L'alcool, dont la consommation est millénaire et mondaine, n'est pas vue de manière péjorative.

Lire à ce sujet : Ces femmes que le cap des 65 ans rend davantage vulnérables à l’alcoolisme

Et il y a le phénomène moins visible mais particulièrement inquiétant de la consommation accrue de médicaments : antidépresseurs, cocktails d'anxiolytiques, somnifères…

Les maladies sexuellement transmissibles seraient également en hausse, avec notamment une augmentation de 50 % d'herpès chez les hommes. Les "vieux" ne seraient pas donc pas si assagis que cela ?

Cela s'explique par un défaut de prévention. Je me souviens que dans les années 2000, la plupart des jeunes avaient un préservatif sur eux, même ceux qui n'étaient pas encore sexuellement actifs, au cas où. Aujourd'hui la prévention a baissé, on ne voit plus aucun spot traitant de la question à la télévision. Et les générations de seniors et de vieux d'aujourd'hui, en plus, n'ont pas été autant sensibilisées.

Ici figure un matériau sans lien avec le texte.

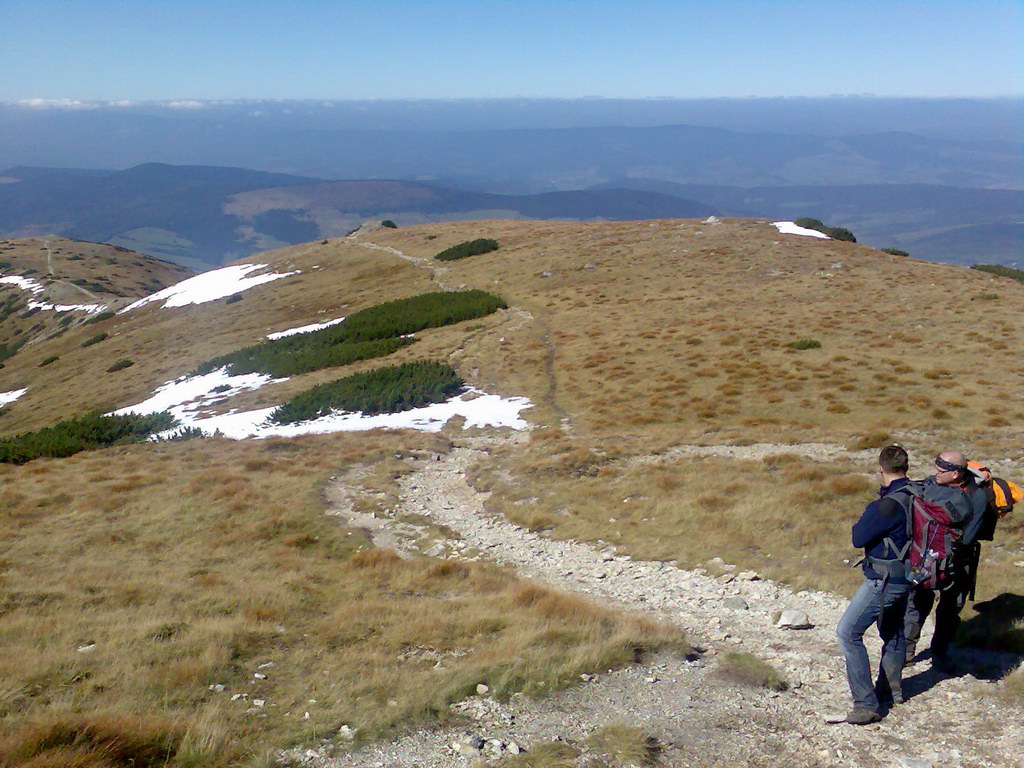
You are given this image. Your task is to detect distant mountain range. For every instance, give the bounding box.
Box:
[0,163,718,270]
[594,179,1024,265]
[0,163,1024,270]
[0,102,1024,195]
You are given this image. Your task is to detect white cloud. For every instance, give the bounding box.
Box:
[17,98,99,110]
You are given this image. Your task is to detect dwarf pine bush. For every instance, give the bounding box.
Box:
[106,357,135,374]
[434,238,498,261]
[270,360,463,424]
[793,216,857,243]
[0,413,176,464]
[82,332,110,347]
[193,290,507,376]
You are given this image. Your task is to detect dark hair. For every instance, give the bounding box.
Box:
[879,445,910,474]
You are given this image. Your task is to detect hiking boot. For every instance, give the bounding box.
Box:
[903,643,918,665]
[846,707,882,725]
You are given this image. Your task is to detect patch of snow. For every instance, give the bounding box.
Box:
[113,368,288,421]
[118,264,299,314]
[113,369,534,440]
[771,221,831,240]
[162,389,534,440]
[29,301,106,313]
[266,317,345,339]
[0,387,29,406]
[0,274,43,293]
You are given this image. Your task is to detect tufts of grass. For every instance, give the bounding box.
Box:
[715,652,790,691]
[786,339,821,349]
[434,238,498,261]
[0,713,183,768]
[194,290,506,377]
[971,264,1024,283]
[0,433,686,768]
[82,309,117,326]
[585,723,660,768]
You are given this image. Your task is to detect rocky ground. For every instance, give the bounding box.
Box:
[284,436,1024,768]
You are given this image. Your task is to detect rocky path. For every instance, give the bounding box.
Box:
[317,437,1024,768]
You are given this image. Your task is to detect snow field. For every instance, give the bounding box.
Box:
[771,221,831,240]
[118,264,299,314]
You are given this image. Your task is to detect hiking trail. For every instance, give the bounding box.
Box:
[300,433,1024,768]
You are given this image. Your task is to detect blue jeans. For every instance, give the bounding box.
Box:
[836,579,910,712]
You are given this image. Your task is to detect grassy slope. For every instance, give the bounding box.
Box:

Le sida a évolué, aussi : certains patients, parmi les premiers contaminés des années 80 et 90, sont toujours vivants grâce à la trithérapie et la quadrithérapie. Nous ne nous trouvons plus dans un contexte de mortalité aussi forte, ce qui amène à un retour des rapports non protégés. Cela pose un problème chez les patients qui ont des soucis d'érection ou des femmes qui sont mécontentes des performances sexuelles de leur conjoint : donc ils abandonnent le préservatif. Entre les MST et le plaisir, il y a un arbitrage à faire, et beaucoup sont prêts à prendre des risques. De plus lorsque vous rajoutez la consommation de substances, les personnes sont désinhibées et ne font plus attention aux messages de prudence qu'envoie le cerveau.

De l'extérieur on pourrait croire qu'arrivés à un certain âge les gens adoptent tous un mode de vie rangé, au contraire, beaucoup persévèrent dans les conduites à risque.

La retraite, et l'inactivité qui peut y être associée, explique-t-elle la recrudescence des comportements à risque chez les seniors et les personnes âgées ?

La retraite n'existera bientôt plus, de toute façon. Humour mis à part, je crois plutôt que c'est l'accumulation de mauvaises habitudes de vie tout au long de l'existence qui cause un épuisement physique à l'arrivée. D'autant que l'arrêt de l'activité professionnelle peut provoquer un passage à vide.

Le nombre de personnes âgées de plus de 65 ans en cure de désintoxication devrait selon cette étude doubler entre 2001 et 2020…

Les conduites à risque augmentant, c'est compréhensible. Cela peut aussi être expliqué par le fait que de plus en plus de personnes ont conscience du coût social, économique et sanitaire des comportements à risque, et sont donc moins réticentes à demander de l'aide. Cela ne s'explique pas seulement par le fait d'une augmentation de la consommation.